US looks to deprive China of cutting-edge computing services as Chinese consumers remain in sleep mode.

(Originally published July 5 in “What in the World“) The trade war between China and the U.S. now has a daily drumbeat.

After China on Monday announced restrictions on exports of key semiconductor metals, Tuesday’s The Wall Street Journal reports that the White House is looking to step up its restrictions on China’s access to U.S. chip technology by imposing restrictions on its ability to use cloud-computing services from companies like Amazon, Google, and Microsoft.

The argument relies on a sort of transitive property of tech equipment: such services rely on cutting-edge, AI chips, thus the customers using them to develop data applications are essentially using those chips. The White House would require cloud-computing services to get U.S. government approval before selling such services to customers in China.

While the proposed rule might be a great ad for cloud computing in general (Now with cutting-edge AI chips!), its biggest beneficiaries will be Chinese cloud computing companies like Alibaba, Baidu, Huawei and Tencent. U.S. computing companies already face hurdles selling in China thanks to China’s own cybersecurity law, which requires them to keep sensitive data on Chinese citizens in China and not store it on servers outside China.
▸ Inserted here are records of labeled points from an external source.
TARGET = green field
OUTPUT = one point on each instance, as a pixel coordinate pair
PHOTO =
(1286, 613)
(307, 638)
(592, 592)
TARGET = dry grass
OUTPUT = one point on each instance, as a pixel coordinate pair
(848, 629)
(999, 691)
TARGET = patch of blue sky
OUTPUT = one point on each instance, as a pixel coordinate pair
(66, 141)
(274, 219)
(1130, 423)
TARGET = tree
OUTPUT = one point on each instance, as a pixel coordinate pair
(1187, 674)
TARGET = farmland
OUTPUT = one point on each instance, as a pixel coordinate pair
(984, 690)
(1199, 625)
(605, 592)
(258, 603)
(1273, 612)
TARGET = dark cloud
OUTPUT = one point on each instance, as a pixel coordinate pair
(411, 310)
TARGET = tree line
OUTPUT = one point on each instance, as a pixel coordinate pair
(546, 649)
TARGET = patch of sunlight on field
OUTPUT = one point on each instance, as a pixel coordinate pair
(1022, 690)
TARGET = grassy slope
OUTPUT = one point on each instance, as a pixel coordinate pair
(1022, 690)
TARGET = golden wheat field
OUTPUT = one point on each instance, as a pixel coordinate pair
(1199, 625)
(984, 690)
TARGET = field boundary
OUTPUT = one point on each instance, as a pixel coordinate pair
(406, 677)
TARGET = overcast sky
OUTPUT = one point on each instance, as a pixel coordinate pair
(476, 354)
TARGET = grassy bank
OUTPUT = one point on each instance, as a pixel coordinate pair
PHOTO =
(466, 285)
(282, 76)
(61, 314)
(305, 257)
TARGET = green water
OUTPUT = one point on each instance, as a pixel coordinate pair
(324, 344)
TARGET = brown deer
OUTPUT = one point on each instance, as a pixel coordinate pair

Arguably that law already segregates Chinese customers from whatever advances cloud services roll out in the U.S., and there is no loophole in Washington’s chip-export ban.

Having to maintain domestic servers without aggregating it with other data globally raises the cost of providing cloud services. It also defeats the true purpose of cloud computing, which is for cloud companies to mine those massive pools of data to uncover profitable business insights and sell them back to their clients or develop competing businesses of their own.

Forecasts for China’s economy are meanwhile growing dourer, with many analysts predicting quarter-on-quarter GDP growth will drop from roughly 4% in the first quarter to less than 1%. China is due to report second-quarter GDP data on July 17. Year-on-year growth is likely to appear strong, but only because last year’s GDP was still suffering from China’s zero-Covid lockdowns—what economists refer to as a “base effect.”

With consumers hunkering down and keeping their cash in the bank, it may be tempting for China’s economic mandarins to look to exports to take up some slack. U.S. Treasury Secretary Janet Yellen, who’s headed to Beijing tomorrow for what looks like an abortive attempt at mending fences, may be hoping to dissuade her counterparts there from further devaluing the yuan to gin up export earnings. But signs are that they’re already doing that. State-owned banks have slashed the interest rates they pay on U.S. dollar deposits to 2.8%, from 4.3%, as part of an effort to discourage savers from selling renminbi for dollars.